Les militants d’aujourd’hui, qui souvent sont de sincères internationalistes en doctrine et qui d’ordinaire se comportent en citoyens éclairés et généreux devant les problèmes d’outre-mer, et plus généralement face aux revendications des déshérités, sont dans leur ensemble « agnostiques » en politique étrangère, surtout quand on leur demande de faire preuve de solidarité et de compréhension pour les socialistes d’autres pays. « La gauche n’est internationaliste que sur le plan des idées. Elle ne s’intéresse pas aux réalités d’outre-Manche, mais aux doctrines d’outre-Manche », écrivait le Times du 17 juin 1961. C’est en effet la lutte des classes dans le pays – ou, pour le militant de base, le combat pour la justice économique et sociale – qui compte, beaucoup plus que n’importe quel événement ou intérêt mettant en jeu l’étranger. Une passion active pour les affaires étrangères passe, en général, aux yeux de l’électorat travailliste, pour de l’inattention à l’égard des problèmes nationaux importants justice sociale, planification économique, nationalisation des grandes industries, préoccupations caractéristiques de la version britannique de la social-démocratie. Des alliances classiques, comme l’accord franco-britannique de 1947 et le traité de Bruxelles de 1948, furent contractées sans drame de conscience par le gouvernement travailliste de 1945. Il en fut tout autrement avec le projet du Conseil de l’Europe, le gouvernement travailliste d’alors et l’exécutif national du parti désapprouvèrent vigoureusement la Conférence de La Haye et découragèrent les parlementaires d’y assister : quatorze de ceux-ci, désignés pour s’y rendre, y renoncèrent. [...]

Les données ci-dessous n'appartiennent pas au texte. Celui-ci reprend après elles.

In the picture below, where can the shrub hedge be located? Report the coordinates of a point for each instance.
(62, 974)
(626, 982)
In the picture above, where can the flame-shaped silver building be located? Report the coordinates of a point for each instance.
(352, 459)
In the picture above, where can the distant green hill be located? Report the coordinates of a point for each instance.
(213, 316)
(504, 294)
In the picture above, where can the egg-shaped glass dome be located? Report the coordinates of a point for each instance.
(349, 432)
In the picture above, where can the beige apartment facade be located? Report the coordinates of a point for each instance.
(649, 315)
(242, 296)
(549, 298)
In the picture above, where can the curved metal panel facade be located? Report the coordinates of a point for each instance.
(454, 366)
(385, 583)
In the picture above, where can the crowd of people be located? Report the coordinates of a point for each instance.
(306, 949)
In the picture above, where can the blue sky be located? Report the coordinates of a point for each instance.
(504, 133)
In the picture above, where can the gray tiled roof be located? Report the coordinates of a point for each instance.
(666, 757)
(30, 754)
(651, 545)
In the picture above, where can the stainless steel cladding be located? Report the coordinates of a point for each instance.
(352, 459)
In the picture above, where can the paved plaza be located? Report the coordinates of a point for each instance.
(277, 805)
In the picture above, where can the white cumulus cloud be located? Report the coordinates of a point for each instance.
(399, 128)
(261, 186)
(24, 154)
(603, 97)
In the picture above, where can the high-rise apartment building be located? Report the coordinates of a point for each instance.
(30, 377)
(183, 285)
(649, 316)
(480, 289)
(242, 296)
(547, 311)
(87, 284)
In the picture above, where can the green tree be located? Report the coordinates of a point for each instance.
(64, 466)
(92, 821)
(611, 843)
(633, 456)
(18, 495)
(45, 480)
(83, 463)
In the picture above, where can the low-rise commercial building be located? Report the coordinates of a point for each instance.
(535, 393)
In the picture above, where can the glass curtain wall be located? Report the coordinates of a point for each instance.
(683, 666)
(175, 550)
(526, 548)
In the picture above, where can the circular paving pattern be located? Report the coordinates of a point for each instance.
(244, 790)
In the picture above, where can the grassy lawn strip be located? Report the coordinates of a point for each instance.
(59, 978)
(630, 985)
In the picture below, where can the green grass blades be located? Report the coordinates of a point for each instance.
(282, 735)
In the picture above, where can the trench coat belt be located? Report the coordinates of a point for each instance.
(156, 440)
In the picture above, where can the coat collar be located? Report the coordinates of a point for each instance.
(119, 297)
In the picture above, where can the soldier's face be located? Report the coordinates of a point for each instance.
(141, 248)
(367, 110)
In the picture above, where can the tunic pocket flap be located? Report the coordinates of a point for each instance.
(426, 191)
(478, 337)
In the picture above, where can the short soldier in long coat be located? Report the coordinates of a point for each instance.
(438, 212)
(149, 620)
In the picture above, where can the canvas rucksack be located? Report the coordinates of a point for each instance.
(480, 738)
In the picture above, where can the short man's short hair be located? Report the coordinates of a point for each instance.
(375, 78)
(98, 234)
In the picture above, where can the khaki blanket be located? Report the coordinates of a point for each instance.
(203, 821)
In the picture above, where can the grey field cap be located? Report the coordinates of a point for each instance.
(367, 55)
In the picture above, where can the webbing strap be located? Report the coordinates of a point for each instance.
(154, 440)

L’hostilité travailliste à toute possibilité d’influence extérieure sur la réorganisation de l’économie britannique dans un sens socialiste, a été mise en évidence dans l’explication donnée par Mr. Attlee du refus opposé par les Anglais à l’invitation qui leur avait été faite par M.Monnet de participer aux négociations du plan Schuman : « Nous ne sommes pas prêts à accepter le principe de l’abandon des forces économiques les plus vitales de ce pays entre les mains d’une autorité parfaitement antidémocratique et qui n’est pas responsable devant qui que ce soit. »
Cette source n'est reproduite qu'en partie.